Con un’ottima materia prima fresca, ad esempio un gambero di Porto Santo Spirito, si possono usare le teste, frullandole, per creare una maionese, con acqua gasata e olio, e usarla in un risotto, con i carapaci si può realizzare un brodo, e utilizzare lo scarto essiccato per aromatizzare il sale. Con un ottimo prodotto è possibile utilizzare tutto senza scarti.

Massimo Bottura ne ha fatto una campagna culturale, col progetto Food For Soul, in cui mercati, produttori e fornitori donano eccedenze alimentari che i volontari trasformano in pranzi di tre portate deliziosi e salutari, destinati a mense comunitarie aperte, con l’obiettivo secondario di rivelare il potenziale degli ingredienti in ogni fase della loro vita.

Ma sempre più spesso grandi chef sposano la filosofia “zero sprechi” nei propri ristoranti fine dining: non solo per l’abbattimento del foodcost, ma per un’urgenza etica destinata a fare sempre più proseliti tra gli addetti ai lavori.

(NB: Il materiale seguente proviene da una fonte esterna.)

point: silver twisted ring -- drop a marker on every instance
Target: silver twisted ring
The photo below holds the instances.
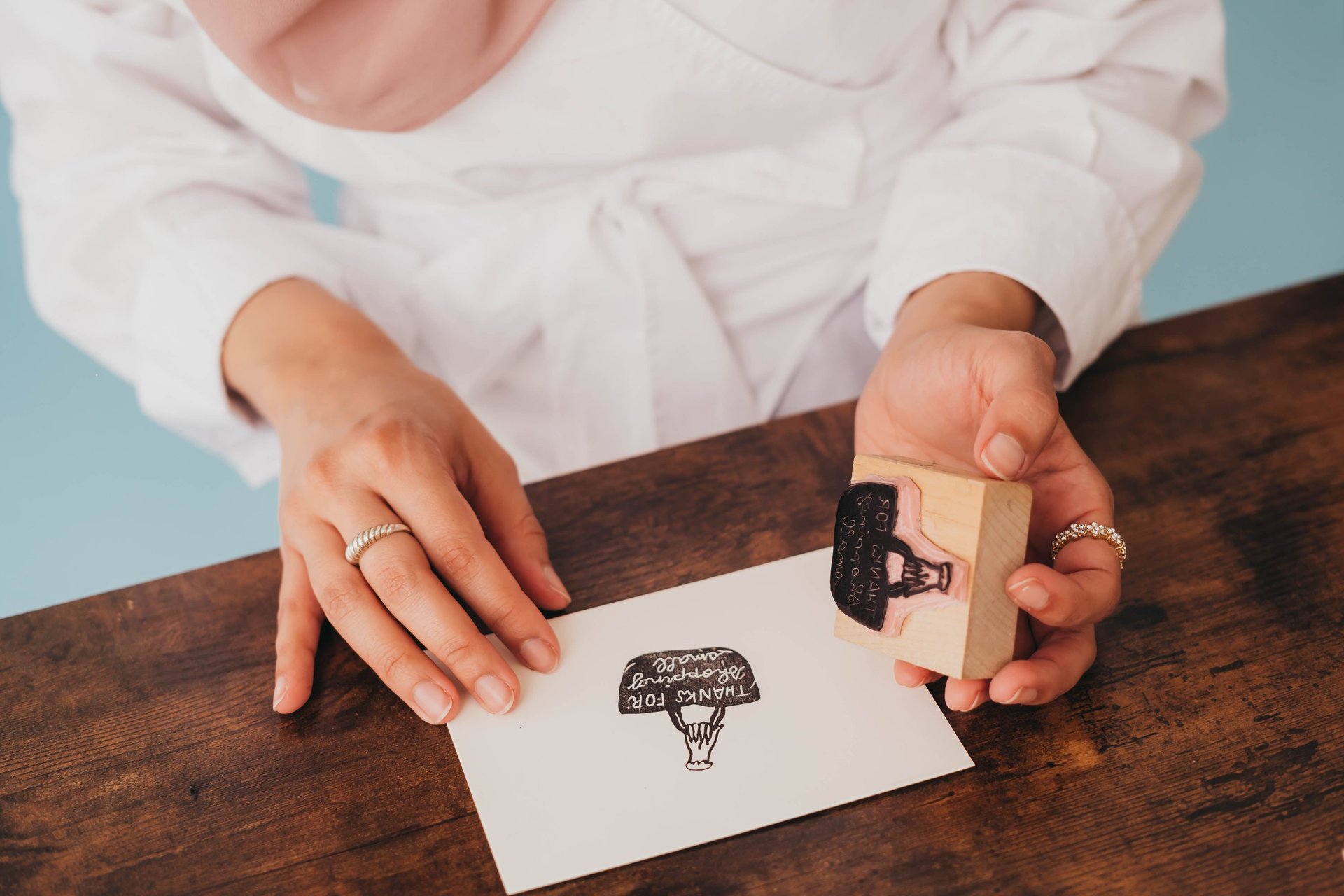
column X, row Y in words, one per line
column 362, row 542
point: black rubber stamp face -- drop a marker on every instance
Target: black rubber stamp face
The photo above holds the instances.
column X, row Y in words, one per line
column 873, row 564
column 689, row 684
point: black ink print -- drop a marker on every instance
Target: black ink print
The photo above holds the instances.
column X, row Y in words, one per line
column 864, row 578
column 710, row 679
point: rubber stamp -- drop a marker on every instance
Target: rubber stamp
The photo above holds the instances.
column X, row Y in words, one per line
column 921, row 558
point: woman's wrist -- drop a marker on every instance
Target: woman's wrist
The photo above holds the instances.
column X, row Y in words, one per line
column 976, row 298
column 293, row 342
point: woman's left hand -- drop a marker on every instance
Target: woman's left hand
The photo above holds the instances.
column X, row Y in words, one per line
column 951, row 390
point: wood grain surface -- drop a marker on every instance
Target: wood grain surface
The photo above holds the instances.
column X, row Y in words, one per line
column 1203, row 754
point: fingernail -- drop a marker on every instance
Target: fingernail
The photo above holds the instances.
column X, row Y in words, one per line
column 1030, row 594
column 493, row 695
column 538, row 654
column 433, row 701
column 1004, row 457
column 554, row 580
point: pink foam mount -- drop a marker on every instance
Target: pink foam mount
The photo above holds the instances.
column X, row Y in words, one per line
column 941, row 573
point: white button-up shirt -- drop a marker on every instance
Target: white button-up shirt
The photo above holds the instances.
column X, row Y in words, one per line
column 662, row 219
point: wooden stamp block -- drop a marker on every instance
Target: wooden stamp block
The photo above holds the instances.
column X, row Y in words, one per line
column 921, row 558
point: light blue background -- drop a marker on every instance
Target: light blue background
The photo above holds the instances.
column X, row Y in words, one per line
column 93, row 496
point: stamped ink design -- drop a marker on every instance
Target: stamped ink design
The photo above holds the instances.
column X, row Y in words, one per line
column 694, row 688
column 885, row 567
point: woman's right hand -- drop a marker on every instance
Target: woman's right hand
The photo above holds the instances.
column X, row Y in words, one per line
column 369, row 438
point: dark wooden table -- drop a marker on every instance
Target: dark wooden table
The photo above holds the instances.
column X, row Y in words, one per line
column 1202, row 754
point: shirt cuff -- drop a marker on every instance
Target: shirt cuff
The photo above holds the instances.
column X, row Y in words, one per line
column 1053, row 227
column 197, row 282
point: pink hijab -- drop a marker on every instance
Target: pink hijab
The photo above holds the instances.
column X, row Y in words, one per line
column 370, row 65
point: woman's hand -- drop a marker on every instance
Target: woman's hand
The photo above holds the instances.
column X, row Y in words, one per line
column 961, row 386
column 369, row 438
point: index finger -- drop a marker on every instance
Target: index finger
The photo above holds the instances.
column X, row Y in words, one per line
column 452, row 536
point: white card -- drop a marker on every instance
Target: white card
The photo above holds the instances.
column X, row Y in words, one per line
column 568, row 785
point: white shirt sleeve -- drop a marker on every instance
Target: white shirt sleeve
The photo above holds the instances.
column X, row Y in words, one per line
column 1068, row 164
column 148, row 214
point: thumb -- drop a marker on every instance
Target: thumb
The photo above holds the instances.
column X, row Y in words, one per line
column 1018, row 378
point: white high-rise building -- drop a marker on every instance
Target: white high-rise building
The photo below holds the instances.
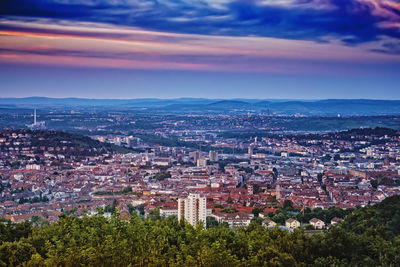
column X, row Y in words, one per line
column 213, row 155
column 193, row 209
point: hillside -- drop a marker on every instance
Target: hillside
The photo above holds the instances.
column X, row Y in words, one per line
column 97, row 241
column 56, row 142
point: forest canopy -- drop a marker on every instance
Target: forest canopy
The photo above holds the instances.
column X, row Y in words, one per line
column 367, row 237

Franco Aliberti, giovane chef da poco approdato al Tre Cristi a Milano, punta ad utilizzare ciascun prodotto nella sua interezza, dai tagli di carne un po’ meno richiesti e pregiati e perfino ai fondi di caffè, sfruttando le bucce – delle patate, ad esempio, fritte o come ingrediente del brodo – o i gambi delle verdure – famoso il suo amuse-bouche a base di gambo di broccolo – combinando tecnica, conoscenza e innovazione per dare una seconda vita ai prodotti di scarto.
Agli chef, si affiancano da poco anche i barman, che fanno propria la parola d’ordine “recupero”: Carsten Steinacker, nel suo cocktail bar Scarto a Bologna, propone, ad esempio, Negroni a base di amaricato di melanzane (ottenuto dalle bucce dell’ortaggio) o Spritz con scorze di cocomero e zenzero.

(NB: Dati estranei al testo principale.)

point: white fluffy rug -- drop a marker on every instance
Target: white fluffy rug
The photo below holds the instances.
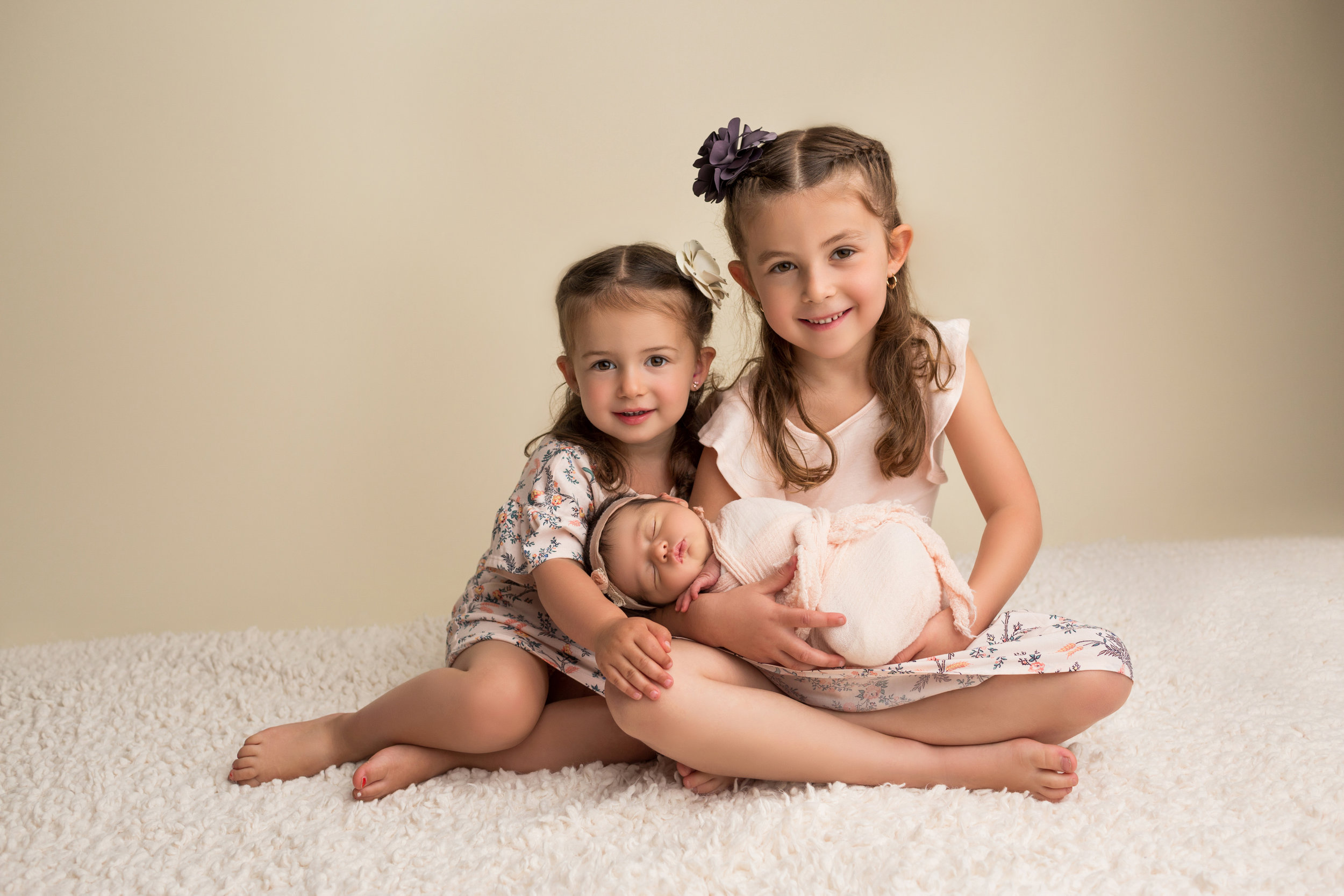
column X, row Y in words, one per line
column 1221, row 776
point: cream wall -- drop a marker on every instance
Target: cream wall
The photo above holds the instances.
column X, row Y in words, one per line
column 275, row 277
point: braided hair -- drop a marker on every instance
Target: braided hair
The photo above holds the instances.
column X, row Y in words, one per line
column 907, row 350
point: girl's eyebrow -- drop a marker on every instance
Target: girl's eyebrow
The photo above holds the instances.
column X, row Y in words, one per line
column 643, row 351
column 846, row 235
column 839, row 238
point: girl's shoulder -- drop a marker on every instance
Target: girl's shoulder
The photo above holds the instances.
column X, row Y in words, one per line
column 563, row 464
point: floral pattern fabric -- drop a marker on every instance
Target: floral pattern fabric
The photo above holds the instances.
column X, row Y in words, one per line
column 1017, row 642
column 545, row 518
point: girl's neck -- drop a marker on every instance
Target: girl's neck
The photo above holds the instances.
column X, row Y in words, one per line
column 834, row 389
column 648, row 464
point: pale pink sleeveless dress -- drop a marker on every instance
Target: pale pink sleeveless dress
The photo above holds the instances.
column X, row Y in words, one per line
column 1017, row 642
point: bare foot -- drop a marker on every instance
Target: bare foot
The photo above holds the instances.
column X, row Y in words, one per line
column 297, row 750
column 1045, row 771
column 702, row 782
column 399, row 766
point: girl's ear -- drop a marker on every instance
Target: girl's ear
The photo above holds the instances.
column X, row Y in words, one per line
column 898, row 248
column 740, row 273
column 702, row 364
column 568, row 372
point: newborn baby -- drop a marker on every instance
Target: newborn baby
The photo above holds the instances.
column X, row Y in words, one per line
column 880, row 564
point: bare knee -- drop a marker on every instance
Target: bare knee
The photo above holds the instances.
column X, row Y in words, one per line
column 1105, row 692
column 659, row 722
column 498, row 712
column 1093, row 695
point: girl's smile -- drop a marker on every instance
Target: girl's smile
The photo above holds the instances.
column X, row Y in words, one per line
column 818, row 261
column 633, row 371
column 632, row 418
column 824, row 323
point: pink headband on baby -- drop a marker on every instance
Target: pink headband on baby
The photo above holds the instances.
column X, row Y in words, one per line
column 600, row 578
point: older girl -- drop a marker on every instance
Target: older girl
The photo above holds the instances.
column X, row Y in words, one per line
column 850, row 401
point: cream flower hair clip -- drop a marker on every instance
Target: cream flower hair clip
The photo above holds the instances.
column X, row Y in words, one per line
column 699, row 267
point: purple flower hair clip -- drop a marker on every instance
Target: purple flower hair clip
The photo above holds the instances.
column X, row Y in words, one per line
column 724, row 156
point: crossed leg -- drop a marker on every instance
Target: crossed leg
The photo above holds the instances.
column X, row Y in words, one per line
column 488, row 703
column 724, row 718
column 574, row 730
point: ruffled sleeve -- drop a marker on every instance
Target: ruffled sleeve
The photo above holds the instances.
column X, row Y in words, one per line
column 547, row 515
column 941, row 404
column 732, row 433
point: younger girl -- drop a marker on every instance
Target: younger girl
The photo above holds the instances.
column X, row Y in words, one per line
column 533, row 640
column 848, row 404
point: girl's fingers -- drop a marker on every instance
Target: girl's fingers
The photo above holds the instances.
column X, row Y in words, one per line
column 613, row 677
column 651, row 666
column 664, row 640
column 640, row 683
column 811, row 657
column 654, row 649
column 780, row 578
column 800, row 618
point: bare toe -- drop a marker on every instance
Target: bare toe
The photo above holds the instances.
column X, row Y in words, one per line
column 296, row 750
column 399, row 766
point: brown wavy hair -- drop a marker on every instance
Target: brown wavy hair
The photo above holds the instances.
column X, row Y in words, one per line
column 907, row 351
column 636, row 277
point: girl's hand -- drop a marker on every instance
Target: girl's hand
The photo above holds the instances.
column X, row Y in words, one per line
column 750, row 623
column 633, row 653
column 937, row 639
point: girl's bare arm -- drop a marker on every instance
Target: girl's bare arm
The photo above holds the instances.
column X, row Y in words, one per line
column 748, row 621
column 999, row 480
column 633, row 653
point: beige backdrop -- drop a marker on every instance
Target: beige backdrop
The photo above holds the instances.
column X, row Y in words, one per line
column 276, row 277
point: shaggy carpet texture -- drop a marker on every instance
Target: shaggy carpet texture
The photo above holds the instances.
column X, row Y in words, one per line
column 1221, row 776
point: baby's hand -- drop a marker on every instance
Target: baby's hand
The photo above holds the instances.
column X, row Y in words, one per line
column 939, row 637
column 635, row 653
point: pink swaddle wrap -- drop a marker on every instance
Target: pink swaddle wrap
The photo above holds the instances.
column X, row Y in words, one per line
column 880, row 564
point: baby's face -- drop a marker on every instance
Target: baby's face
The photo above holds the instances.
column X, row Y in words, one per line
column 656, row 551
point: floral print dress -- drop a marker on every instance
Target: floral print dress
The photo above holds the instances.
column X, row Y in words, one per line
column 1017, row 642
column 546, row 518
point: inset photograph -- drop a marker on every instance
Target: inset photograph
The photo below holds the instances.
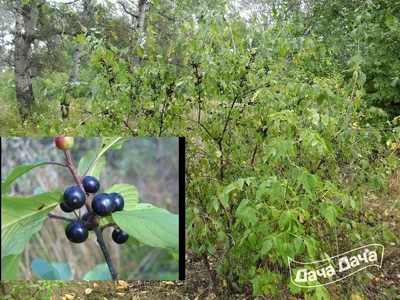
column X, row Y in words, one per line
column 90, row 208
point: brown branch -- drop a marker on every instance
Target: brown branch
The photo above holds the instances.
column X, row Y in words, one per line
column 78, row 180
column 108, row 225
column 52, row 216
column 100, row 240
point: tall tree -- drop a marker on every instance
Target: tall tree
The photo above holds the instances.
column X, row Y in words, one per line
column 87, row 14
column 26, row 18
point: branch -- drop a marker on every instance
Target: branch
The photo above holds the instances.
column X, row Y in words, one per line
column 100, row 240
column 78, row 180
column 107, row 225
column 128, row 12
column 56, row 164
column 52, row 216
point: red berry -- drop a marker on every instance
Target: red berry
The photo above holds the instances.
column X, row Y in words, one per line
column 64, row 143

Sulla spinta dell’alta ristorazione, i principi della cucina circolare stanno tornando nelle case, come una piccola e vantaggiosa rivoluzione nell’economia domestica che induce a fare bene la spesa, scegliere i prodotti giusti e di qualità, a privilegiare gli acquisti a chilometro zero, e l’autoproduzione, anche nell’ottica di un consumo più consapevole. E in rete si moltiplicano i suggerimenti casalinghi per realizzare centrifugati e marmellate, dolci e pasta fatta in casa con foglie, bucce, acqua di cottura di legumi e verdure, si pubblicano ricettari fantasiosi, si propongono ricette che utilizzano il “quinto quarto” anche del pesce, e si propongono idee per utilizzare gli scarti alimentari anche fuori dalla cucina: dalle tavolozze di acquerelli realizzati con scarti di frutta e verdura, ai concimi biologici per il giardinaggio.
La nuova circolarità fa rima con qualità, efficienza e sostenibilità. Che sono anche le tre caratteristiche di un qualunque processo economico sano.